Джек поднял на нее полные печали добрые глаза, в них читалась сказочная вьюга, и поблескивали искры неутомимого веселья, но ныне отдаленно, точно сам он, даря радость другим, не слишком-то веселился последнее время. Может быть, каждый раз его сердце пронзала грусть, когда Хранитель понимал, что его крупицы радости тонут в океане скорби. Они лишь скрашивали временно жизнь, как мимолетный праздник, что промчится и вновь ввергает в пучину бесцветной реальности, которую надлежит жевать день за днем, как отсыревшее сено. Иного выбора нет, кто-то и в этом находил радостные события, кто-то просто был счастлив и умел любить. Но не она, потому отправляла к тем, кто нуждался в выходках неутомимого мальчишки с ледяным посохом. Она же оставалась хранителем чужих невеселых историй. Почти хранитель скорби.

— Только не позволяй Бугимену захватить тебя в свою власть! — предупреждал ее Джек, сжимая крючковатую палку, точно опытный воин верный меч. Похоже, не в одном сражении он столкнулся с Королем Кошмаров.

— Мной никто не имеет права управлять! — вскинула гордо голову Валерия.

Но как же она соврала… Ей управляли все, направляли, точно реку строители каналов и водохранилищ в эпоху индустриализации, она покорно поддавалась, коллекционируя разбившихся «икаров» — оплавленные остатки то одной, то другой мечты. И вот от нее остался только пепел, запах которого возвещал каждый раз о новом прибытии Бугимена.

— Все зависит от того, что в твоем сердце, — пытался подбодрить ее Джек.

— Сердце? Пусто там, пусто, — покачала головой Валерия. — Вот он и вцепился в эту пустоту, как клещ. И вряд ли тебе удастся чем-то заполнить этот вакуум.

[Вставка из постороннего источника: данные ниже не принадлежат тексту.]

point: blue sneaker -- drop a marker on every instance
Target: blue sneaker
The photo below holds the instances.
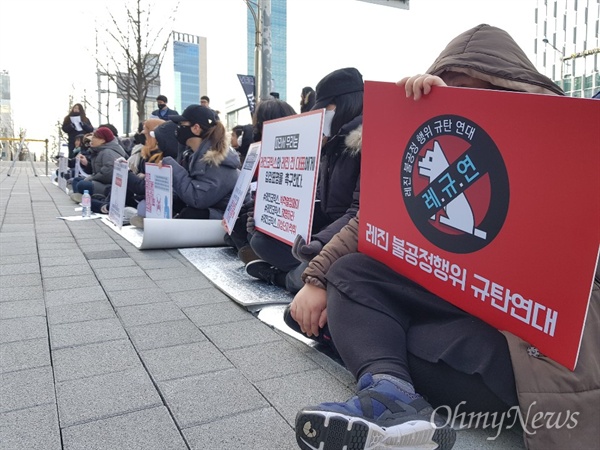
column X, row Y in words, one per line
column 380, row 416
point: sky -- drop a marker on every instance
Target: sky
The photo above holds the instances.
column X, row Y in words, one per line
column 48, row 47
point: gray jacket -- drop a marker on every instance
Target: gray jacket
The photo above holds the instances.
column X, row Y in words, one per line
column 103, row 162
column 210, row 180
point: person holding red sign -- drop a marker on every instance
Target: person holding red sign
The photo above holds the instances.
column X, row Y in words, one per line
column 404, row 344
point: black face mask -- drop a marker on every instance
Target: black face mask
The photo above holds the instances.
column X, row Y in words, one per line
column 184, row 132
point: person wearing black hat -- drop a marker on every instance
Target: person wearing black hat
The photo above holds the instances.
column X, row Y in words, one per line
column 341, row 94
column 104, row 150
column 163, row 112
column 209, row 168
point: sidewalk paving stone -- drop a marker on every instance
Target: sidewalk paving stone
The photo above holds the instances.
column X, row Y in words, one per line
column 107, row 273
column 262, row 429
column 22, row 355
column 149, row 313
column 137, row 297
column 269, row 360
column 30, row 429
column 203, row 398
column 21, row 293
column 22, row 328
column 129, row 284
column 70, row 282
column 112, row 263
column 29, row 279
column 103, row 396
column 79, row 312
column 81, row 333
column 74, row 295
column 290, row 393
column 182, row 361
column 22, row 308
column 149, row 429
column 7, row 267
column 217, row 313
column 94, row 359
column 176, row 285
column 165, row 334
column 200, row 297
column 80, row 270
column 228, row 336
column 26, row 389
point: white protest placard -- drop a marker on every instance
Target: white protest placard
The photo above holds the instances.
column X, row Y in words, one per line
column 118, row 191
column 159, row 191
column 76, row 121
column 287, row 176
column 241, row 187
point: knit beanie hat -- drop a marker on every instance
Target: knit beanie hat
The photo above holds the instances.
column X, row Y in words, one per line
column 104, row 133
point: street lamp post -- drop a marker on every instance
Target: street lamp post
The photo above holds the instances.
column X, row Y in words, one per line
column 261, row 13
column 257, row 16
column 562, row 56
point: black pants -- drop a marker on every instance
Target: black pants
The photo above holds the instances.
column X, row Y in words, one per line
column 382, row 322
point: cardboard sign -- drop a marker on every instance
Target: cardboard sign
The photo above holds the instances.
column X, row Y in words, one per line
column 63, row 167
column 241, row 187
column 118, row 192
column 287, row 175
column 159, row 191
column 488, row 199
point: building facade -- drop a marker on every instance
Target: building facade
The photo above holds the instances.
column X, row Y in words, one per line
column 6, row 122
column 189, row 69
column 566, row 45
column 278, row 46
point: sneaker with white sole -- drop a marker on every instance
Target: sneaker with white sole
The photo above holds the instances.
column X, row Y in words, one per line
column 381, row 416
column 264, row 271
column 137, row 221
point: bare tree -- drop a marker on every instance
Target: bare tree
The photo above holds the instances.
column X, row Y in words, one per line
column 142, row 48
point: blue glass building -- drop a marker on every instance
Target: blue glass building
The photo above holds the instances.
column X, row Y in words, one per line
column 278, row 46
column 189, row 64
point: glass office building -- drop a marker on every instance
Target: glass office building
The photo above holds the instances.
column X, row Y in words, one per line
column 189, row 65
column 566, row 45
column 278, row 46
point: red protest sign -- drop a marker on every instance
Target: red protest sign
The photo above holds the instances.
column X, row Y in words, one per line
column 489, row 200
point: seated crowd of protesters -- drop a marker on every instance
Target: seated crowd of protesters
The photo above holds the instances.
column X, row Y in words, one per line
column 409, row 350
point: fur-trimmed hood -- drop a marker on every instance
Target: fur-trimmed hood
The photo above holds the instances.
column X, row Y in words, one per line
column 490, row 54
column 353, row 132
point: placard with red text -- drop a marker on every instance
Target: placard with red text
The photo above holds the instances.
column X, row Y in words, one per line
column 287, row 175
column 488, row 199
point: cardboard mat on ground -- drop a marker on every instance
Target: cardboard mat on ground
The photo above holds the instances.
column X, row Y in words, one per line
column 171, row 233
column 222, row 266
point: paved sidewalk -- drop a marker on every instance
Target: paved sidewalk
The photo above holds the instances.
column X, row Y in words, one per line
column 104, row 346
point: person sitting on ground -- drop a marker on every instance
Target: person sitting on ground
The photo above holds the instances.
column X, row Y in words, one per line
column 104, row 150
column 338, row 185
column 75, row 123
column 160, row 141
column 139, row 139
column 206, row 176
column 404, row 344
column 269, row 109
column 307, row 99
column 241, row 138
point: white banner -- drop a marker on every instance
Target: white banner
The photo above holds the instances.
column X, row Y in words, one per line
column 287, row 177
column 159, row 191
column 241, row 187
column 118, row 192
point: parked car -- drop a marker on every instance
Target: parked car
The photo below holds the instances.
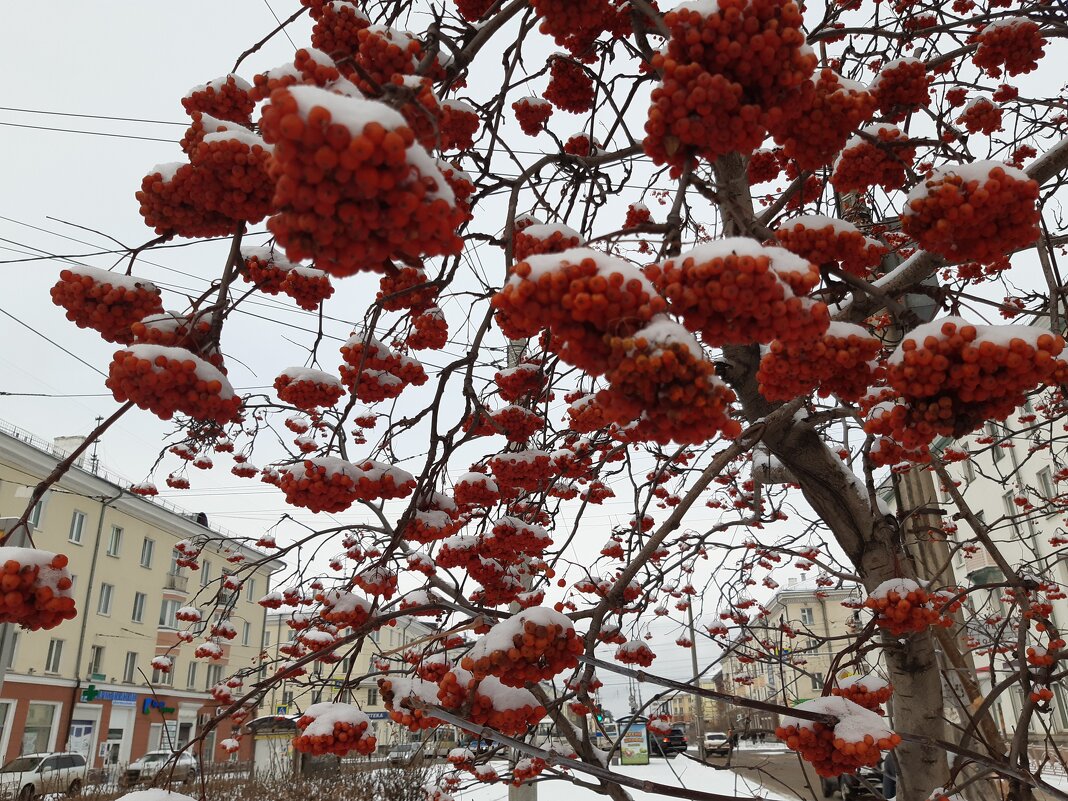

— Подумай о других людях, — напутствовал Джек Фрост, точно заученными фразами, с неприязнью вспоминая: — Знаешь какой он, на самом деле, когда у него власть была? Он сродни катастрофе, стихийному бедствию! Я помню, как целый город едва не затопила волна кошмаров.

— Что если затопила бы? Люди видели бы дурные сны? Благополучный же был город, если в нем не было кошмаров. Интересно, что видят жители трущоб… Порочен наш мир, если с него так легко собрать столько кошмаров, — задумчиво отозвалась Валерия, но выпрямилась примерной ученицей. — Обещаю, это не повторится. Если дело во мне.

«Это загадка. Я не люблю загадки, но они заставляют мозг работать. Загадка парадокса и… двух душ», — отметила про себя Валерия.

— Мы будем следить за тобой. Я постараюсь тебя защитить, — обещал Джек, легко и невесомо отрываясь от земли. Валерия провожала его долгим тягучим взглядом, точно завидовала, как тоскует по полету птица с перебитым крылом.

Вечер уже сомкнул кобальтовый занавес, начиная закулисное представление ночи, однако его актеры неторопливо готовились, а на сцене расставляли последние декорации потаенного мира, так как зимой темнота далеко не всегда означает наступление ночи. Люди только возвращались с работы. С привычной тревогой на сердце Валерия вдавила кнопку лифта, надеясь, что родители еще не вернулись, но последнее время именно она задерживалась. Исчерканные белые двери разъехались в стороны, привычно отразилось свое лицо в треснутом зеркале, и палец лег на кнопку с номером тринадцать. Довольно новый дом, не больше тридцати лет, но лифты кто-то уже испоганил, и кнопку с ее этажом поджарили зажигалкой, закоптили несчастливое число. Всего их было двадцать. Но именно тринадцатая мерцала красным глазом зажегшейся лампочки из черноты несмываемой сажи, точно медные светящиеся глаза Короля Кошмаров.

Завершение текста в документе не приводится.